Even though Anthony Perosh is 43 years old, I never ask him about when he’s going to retire. Instead, I wonder if there are days in the gym when he feels like he could fight another ten years.
That brings an “are you crazy?” disguised as a chuckle.
“I’m my biggest critic, and if I don’t feel like I’m performing, and especially if I don’t want to be there, then I would walk away,” Perosh said. “But ten years, definitely not. At the moment, I’m taking just one match at a time, focusing on getting back in the win column, and beating Gian Villante at UFC 193.”
So is five years out of the question?
“How about three?” he counters.
Fair enough. I apologize for trying to stir up trouble. The gracious Sydney native accepts.
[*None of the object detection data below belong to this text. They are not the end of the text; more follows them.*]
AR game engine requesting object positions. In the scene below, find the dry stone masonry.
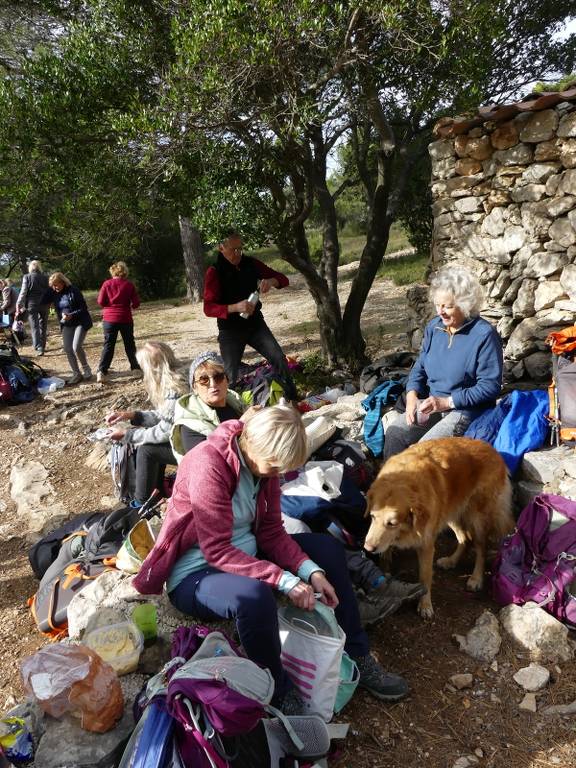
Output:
[420,88,576,382]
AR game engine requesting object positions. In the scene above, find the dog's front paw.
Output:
[466,576,484,592]
[418,595,434,619]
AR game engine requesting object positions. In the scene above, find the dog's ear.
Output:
[410,504,430,536]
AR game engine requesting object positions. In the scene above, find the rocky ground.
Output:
[0,265,576,768]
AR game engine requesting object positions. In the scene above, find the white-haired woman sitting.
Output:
[106,341,188,506]
[133,405,408,714]
[383,265,502,460]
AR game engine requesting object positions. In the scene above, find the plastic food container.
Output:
[82,621,144,675]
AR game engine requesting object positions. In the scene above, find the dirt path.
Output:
[0,265,576,768]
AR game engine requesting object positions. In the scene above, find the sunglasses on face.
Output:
[196,372,226,387]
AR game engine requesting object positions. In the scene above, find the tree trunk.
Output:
[342,198,391,368]
[277,224,342,366]
[178,216,204,303]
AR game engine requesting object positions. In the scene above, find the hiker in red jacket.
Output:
[96,261,140,384]
[133,405,408,714]
[204,229,298,400]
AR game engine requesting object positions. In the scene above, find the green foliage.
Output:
[0,0,576,362]
[533,72,576,93]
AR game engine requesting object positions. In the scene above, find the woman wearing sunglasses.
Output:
[170,352,247,463]
[106,341,187,506]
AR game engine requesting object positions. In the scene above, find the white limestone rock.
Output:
[10,461,68,543]
[556,112,576,138]
[560,264,576,303]
[500,602,574,663]
[518,693,538,712]
[520,109,559,144]
[513,663,550,693]
[548,217,576,248]
[534,280,568,312]
[520,445,572,485]
[454,611,502,661]
[525,251,568,278]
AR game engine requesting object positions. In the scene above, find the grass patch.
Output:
[292,352,334,396]
[250,222,410,275]
[290,320,318,337]
[378,253,428,285]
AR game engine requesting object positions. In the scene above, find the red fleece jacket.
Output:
[133,420,307,594]
[97,277,140,323]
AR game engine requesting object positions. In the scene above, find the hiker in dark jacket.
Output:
[17,259,50,355]
[204,230,297,400]
[383,265,503,460]
[47,272,93,384]
[0,277,18,325]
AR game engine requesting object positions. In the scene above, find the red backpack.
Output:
[0,368,12,403]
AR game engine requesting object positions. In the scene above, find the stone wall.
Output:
[418,98,576,381]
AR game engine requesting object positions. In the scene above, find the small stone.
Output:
[513,664,550,691]
[518,693,538,712]
[450,672,474,691]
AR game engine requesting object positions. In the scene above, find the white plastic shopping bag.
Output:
[278,602,359,722]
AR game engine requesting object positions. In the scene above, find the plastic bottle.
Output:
[240,291,260,320]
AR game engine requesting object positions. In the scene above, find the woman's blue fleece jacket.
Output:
[406,317,503,418]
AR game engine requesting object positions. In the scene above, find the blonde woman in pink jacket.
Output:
[134,405,408,714]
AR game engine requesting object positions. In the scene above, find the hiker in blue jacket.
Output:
[383,265,503,460]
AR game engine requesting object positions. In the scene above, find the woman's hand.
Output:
[406,389,418,425]
[106,411,136,424]
[258,277,278,294]
[420,395,450,414]
[288,581,316,611]
[310,571,339,608]
[240,405,264,422]
[233,299,256,317]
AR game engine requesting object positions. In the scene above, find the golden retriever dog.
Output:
[364,437,514,619]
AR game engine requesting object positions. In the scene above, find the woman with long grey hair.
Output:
[16,259,50,355]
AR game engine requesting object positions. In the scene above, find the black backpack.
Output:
[28,512,104,579]
[29,494,163,635]
[360,352,416,395]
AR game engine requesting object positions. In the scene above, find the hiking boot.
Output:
[278,688,306,715]
[358,592,402,627]
[372,576,427,603]
[354,653,409,701]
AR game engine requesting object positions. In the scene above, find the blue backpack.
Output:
[464,389,549,475]
[4,365,37,403]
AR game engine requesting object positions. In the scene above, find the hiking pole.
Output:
[138,488,160,517]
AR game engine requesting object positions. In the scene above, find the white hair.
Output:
[136,341,187,408]
[430,265,484,317]
[241,405,308,472]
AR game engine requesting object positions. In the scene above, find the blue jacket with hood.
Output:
[406,317,503,419]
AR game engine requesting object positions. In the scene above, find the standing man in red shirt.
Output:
[204,230,297,400]
[96,261,140,384]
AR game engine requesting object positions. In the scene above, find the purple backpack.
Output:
[492,493,576,628]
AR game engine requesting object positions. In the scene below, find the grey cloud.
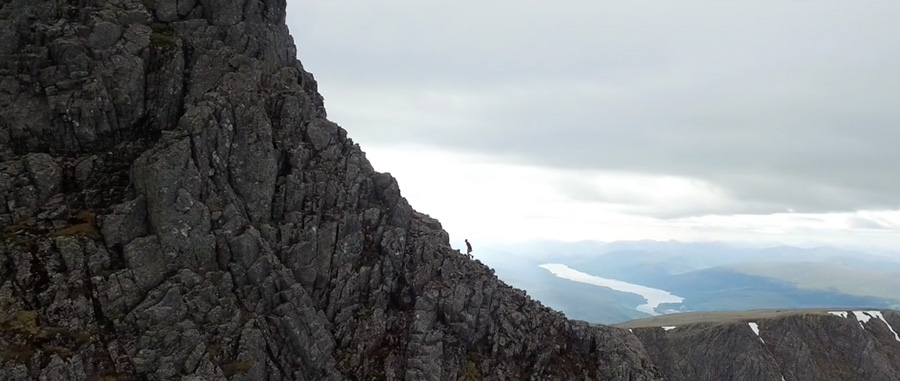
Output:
[289,2,900,214]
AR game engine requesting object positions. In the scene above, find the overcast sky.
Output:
[288,0,900,247]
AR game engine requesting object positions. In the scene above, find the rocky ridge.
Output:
[619,309,900,381]
[0,0,661,381]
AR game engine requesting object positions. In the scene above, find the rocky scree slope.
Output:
[622,310,900,381]
[0,0,660,380]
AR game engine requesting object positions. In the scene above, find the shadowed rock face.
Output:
[633,311,900,381]
[0,0,660,381]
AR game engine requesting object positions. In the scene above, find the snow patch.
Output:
[866,311,900,341]
[747,322,766,344]
[853,311,872,329]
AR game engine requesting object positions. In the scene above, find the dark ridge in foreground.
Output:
[617,309,900,381]
[0,0,661,381]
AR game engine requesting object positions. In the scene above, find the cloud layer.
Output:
[289,1,900,217]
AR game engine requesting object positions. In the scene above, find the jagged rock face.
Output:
[0,0,660,380]
[633,311,900,381]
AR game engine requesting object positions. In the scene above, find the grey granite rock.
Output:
[10,0,888,381]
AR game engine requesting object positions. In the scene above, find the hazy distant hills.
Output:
[479,241,900,323]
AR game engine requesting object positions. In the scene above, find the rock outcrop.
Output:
[622,310,900,381]
[0,0,661,381]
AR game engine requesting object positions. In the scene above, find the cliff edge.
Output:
[0,0,661,381]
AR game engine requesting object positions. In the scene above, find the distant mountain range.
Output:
[479,241,900,324]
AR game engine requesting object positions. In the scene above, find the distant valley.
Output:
[479,241,900,324]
“That’s okay. A bit of trouble’s good.”
The fact that we’re even talking about a 40-something competing at the highest level of the sport is impressive enough when it comes to Perosh’s run in the UFC, and though a three-fight winning streak in 2011-12 has been followed by a five-fight stretch in which he’s alternated losses and wins, a victory over Villante this weekend puts another jolt of life into a career that is inspiring to his peers in their fifth decade of life.
But this is no farewell tour for “The Hippo,” and if you want evidence of his continued dedication to his craft and to getting better, look no further than his decision to spend a full training camp with the Jackson-Wink MMA camp in Albuquerque after spending two weeks there for each of his last two bouts.
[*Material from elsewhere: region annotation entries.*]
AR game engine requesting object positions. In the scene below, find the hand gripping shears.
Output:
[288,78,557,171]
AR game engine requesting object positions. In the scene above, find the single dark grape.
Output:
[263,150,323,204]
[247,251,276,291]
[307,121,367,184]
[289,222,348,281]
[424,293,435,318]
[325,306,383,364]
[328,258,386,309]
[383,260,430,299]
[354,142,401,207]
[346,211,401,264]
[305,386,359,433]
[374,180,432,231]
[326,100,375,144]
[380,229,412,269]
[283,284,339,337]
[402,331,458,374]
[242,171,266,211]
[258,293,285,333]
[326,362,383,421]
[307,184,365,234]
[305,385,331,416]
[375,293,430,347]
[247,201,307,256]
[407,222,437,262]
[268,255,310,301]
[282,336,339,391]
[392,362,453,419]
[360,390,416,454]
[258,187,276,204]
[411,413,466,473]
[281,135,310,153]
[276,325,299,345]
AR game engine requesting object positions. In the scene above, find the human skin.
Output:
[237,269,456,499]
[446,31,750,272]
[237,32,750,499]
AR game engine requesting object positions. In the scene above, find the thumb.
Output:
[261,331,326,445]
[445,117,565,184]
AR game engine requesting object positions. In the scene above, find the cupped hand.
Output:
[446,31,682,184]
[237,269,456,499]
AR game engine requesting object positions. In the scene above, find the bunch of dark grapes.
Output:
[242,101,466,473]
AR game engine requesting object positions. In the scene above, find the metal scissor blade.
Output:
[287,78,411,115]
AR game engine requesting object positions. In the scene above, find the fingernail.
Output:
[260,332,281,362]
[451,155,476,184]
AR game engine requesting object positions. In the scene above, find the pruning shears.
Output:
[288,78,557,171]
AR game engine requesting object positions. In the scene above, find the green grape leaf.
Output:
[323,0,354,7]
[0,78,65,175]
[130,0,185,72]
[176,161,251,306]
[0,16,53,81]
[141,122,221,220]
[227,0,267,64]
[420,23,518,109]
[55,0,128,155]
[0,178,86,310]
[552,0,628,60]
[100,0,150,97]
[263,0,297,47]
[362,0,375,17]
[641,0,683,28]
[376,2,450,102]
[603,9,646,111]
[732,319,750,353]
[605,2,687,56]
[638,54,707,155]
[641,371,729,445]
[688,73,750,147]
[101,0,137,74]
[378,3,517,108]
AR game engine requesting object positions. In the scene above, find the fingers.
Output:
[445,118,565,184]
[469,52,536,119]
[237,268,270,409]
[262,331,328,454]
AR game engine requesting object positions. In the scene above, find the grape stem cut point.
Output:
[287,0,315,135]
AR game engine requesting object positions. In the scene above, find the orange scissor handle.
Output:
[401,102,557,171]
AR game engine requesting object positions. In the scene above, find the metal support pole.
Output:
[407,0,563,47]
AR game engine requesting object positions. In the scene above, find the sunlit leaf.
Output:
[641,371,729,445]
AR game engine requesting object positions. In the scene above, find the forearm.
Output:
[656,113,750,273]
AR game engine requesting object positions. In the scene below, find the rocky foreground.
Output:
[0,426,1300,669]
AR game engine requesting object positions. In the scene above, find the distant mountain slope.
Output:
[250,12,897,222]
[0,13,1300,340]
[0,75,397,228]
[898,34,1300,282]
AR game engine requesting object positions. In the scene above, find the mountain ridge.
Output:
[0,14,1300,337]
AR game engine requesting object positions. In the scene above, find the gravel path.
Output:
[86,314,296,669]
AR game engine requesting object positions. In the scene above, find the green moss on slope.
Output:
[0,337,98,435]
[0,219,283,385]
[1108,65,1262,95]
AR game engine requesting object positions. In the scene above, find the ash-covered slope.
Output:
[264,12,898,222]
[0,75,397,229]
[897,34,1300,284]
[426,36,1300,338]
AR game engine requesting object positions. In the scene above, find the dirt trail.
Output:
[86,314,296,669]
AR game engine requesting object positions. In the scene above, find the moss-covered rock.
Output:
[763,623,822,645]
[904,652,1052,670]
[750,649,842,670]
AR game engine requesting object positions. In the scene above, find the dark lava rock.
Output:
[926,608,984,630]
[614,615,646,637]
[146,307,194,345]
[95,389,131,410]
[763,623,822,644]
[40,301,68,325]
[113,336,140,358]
“There were a couple reasons,” he explains. “Being a fighter, you have to be very selfish. I’ve got two MMA gyms back home and I’m kind of a workaholic – I always want to be in my gym and look after my students. So I said I’ve got to go, and the best way is to just not be there. So the main reason is that I wanted to focus on myself, and number two, back home I have separate striking coaches and wrestling coaches, but I don’t really have an MMA coach, and at Jackson-Wink MMA gym, they definitely provide that.”
That they do, and whether it’s coaches or training partners, Perosh has been covered in the lead-up to his pivotal bout against Villante. Yet more importantly, what his stay in New Mexico has provided him is an opportunity to be a student again and not the boss. Not that letting go was easy.
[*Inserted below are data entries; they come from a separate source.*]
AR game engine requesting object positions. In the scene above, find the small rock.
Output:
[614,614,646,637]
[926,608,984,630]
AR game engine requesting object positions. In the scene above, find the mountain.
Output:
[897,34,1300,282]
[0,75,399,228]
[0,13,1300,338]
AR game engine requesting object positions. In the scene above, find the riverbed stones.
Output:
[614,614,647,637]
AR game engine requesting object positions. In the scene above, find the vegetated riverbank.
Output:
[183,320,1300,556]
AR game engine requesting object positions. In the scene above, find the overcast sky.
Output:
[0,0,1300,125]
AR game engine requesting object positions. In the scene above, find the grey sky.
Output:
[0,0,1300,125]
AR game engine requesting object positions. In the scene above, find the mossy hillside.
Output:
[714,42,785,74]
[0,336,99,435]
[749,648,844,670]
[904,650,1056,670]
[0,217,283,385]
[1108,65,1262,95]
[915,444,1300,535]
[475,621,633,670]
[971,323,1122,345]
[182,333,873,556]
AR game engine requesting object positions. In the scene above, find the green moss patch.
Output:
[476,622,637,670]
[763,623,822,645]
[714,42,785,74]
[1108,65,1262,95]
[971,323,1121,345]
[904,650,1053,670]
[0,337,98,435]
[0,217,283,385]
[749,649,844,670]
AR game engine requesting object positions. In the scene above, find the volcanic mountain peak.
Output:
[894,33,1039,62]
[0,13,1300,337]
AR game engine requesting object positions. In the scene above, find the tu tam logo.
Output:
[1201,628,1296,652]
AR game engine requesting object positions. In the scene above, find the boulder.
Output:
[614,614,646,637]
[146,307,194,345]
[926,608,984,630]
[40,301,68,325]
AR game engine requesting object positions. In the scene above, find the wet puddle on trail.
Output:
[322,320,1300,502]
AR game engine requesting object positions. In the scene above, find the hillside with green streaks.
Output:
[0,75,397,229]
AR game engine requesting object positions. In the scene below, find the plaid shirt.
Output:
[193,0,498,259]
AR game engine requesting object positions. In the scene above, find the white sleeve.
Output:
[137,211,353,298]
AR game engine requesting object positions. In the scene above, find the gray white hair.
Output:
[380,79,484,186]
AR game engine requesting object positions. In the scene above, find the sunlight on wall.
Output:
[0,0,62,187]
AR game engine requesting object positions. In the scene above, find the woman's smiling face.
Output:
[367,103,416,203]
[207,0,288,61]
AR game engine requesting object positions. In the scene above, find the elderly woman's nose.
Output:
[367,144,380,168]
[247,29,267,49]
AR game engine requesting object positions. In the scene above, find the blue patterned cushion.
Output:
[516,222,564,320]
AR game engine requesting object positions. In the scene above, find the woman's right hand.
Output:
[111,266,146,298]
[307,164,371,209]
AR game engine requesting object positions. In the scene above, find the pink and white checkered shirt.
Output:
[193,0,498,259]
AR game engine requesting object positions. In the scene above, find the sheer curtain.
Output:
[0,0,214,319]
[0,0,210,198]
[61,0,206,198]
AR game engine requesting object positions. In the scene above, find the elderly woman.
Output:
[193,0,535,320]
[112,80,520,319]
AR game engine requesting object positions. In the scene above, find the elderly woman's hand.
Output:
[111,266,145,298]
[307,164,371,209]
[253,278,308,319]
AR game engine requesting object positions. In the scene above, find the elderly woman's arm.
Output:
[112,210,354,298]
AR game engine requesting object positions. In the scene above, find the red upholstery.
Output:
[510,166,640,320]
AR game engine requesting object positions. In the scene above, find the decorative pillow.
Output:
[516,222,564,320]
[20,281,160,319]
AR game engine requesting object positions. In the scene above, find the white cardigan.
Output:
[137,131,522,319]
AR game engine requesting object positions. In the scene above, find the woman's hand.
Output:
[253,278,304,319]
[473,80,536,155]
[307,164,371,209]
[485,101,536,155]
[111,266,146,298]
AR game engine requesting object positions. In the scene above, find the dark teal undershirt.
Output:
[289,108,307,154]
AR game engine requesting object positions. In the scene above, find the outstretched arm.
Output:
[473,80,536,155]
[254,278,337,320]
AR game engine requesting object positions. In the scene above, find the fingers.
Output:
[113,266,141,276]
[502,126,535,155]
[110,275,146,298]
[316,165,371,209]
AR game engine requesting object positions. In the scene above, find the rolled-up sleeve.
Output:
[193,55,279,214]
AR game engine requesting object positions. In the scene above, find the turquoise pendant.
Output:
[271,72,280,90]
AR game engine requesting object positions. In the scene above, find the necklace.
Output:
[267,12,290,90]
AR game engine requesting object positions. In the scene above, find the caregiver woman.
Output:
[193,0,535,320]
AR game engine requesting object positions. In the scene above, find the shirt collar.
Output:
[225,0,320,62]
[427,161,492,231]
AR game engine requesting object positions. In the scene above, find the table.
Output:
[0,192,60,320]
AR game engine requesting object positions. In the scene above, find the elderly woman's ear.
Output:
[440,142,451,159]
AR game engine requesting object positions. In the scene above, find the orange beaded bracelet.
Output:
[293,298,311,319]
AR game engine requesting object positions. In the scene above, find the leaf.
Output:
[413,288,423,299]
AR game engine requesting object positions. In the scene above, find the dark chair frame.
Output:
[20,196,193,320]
“It was (tough) at first,” he said. “The first couple weeks you still want to know what’s going on, but it’s almost like dieting. Once everything’s clicking over after a week or two, then I can stop worrying about it. It’s my 14th year of running my gyms and I have 650 students and I know how to run a business. And I have a good staff, I teach my staff and they all know what to do, so I’m lucky in that sense.”
With those responsibilities put to the side for six weeks, all Perosh had to do was train.
“I show up 15-20 minutes before the class, I get changed, warm up, do the class, and then afterwards I hang out, stretch out a bit, talk with the guys and go home,” he said. “It’s a great, great feeling being a student again and just focusing on myself.”
And with being a student comes the most important part of keeping that fighting flame burning for Perosh – the ability and desire to learn something new every day.
“As soon as you stop learning and stop growing, you should give it up,” he said. “And the beauty of martial arts, and not just BJJ, but striking and wrestling as well, is that you could have been doing a move for 10 years and all of a sudden the coach tells you to change one little angle of the same move, and all of a sudden it’s a hundred percent better. Just because you learn a move, that doesn’t mean you’re the master of it. It’s great having those little moments like that with techniques.”
Sounds like something a fighter can keep doing for a long time – like another ten years. This time, Perosh isn’t biting, and while he admits that things can get rough at times, when camp is over, he’s prepared to fight, and that’s a feeling he would like to keep going as long as possible.
“In training camp, every day can’t be a good day,” he said. “You have your ups and downs, good sparring days, bad sparring days, but with some good planning and scheduling, and talking to your coaches, by fight time you peak. All the mistakes have been made, you’ve fine-tuned your game, and you’re ready for the fight.”